Джеймс Болдуин - Комната Джованни
– Знаешь, неплохо придумано, – отозвался Жак.
– Вот видишь, – сказал я, – смелость города берет, это уж проверено.
– Мне почему-то кажется, что он спит с девчонками. Это должно ему нравиться. Знаешь, я слыхал про таких. Вот сволочи!
Некоторое время мы молчали.
– А почему бы тебе не пригласить его выпить с нами? – спросил вдруг Жак. Я взглянул на него.
– Почему мне? Видишь ли, тебе, конечно, покажется невероятным, но я тоже из тех чудаков, которым нравятся девчонки. Вот если бы у него была сестра, такая же красивая, я не отказался бы с ней выпить. А на мужчин тратить деньги я не намерен.
Жака явно подмывало сказать, что, однако, я не возражаю, когда другие мужчины тратятся на меня. Я смотрел, как он мучается, криво улыбается, понимая, что он не посмеет сказать об этом.

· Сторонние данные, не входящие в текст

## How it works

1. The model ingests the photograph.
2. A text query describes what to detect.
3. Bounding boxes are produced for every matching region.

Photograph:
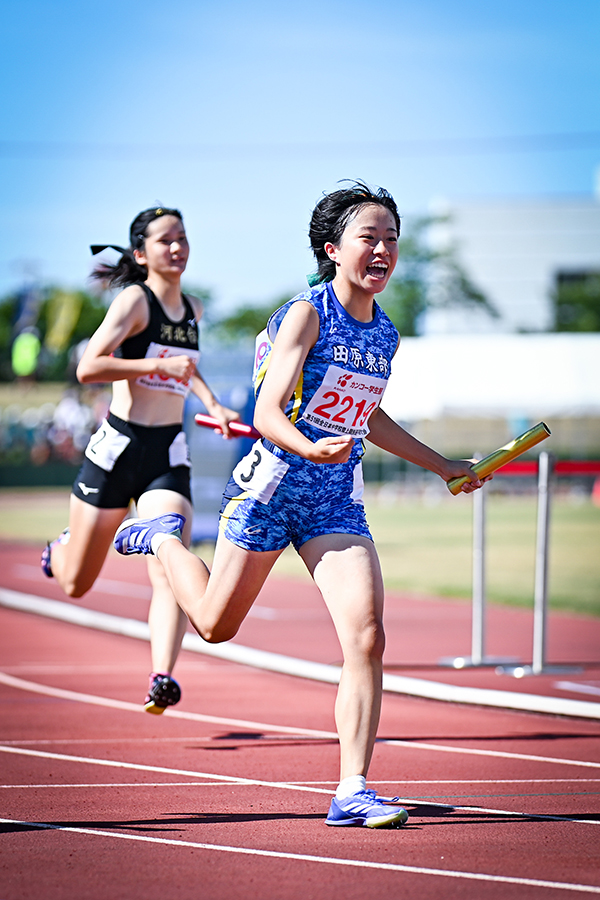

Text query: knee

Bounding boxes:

Жак изобразил непринужденную открытую улыбку и сказал:
– Я и не думаю покушаться на твое мужское целомудрие, которым ты так дорожишь. Просто я хотел, чтобы это сделал ты, потому что мне он наверняка откажет.
– Послушай, дружище, – с ухмылочкой продолжал я, – произойдет путаница. Он решит еще, что я в него втюрился. Нам потом не распутаться.
– Если до этого дойдет, я буду счастлив все ему разъяснить, – с достоинством ответил Жак.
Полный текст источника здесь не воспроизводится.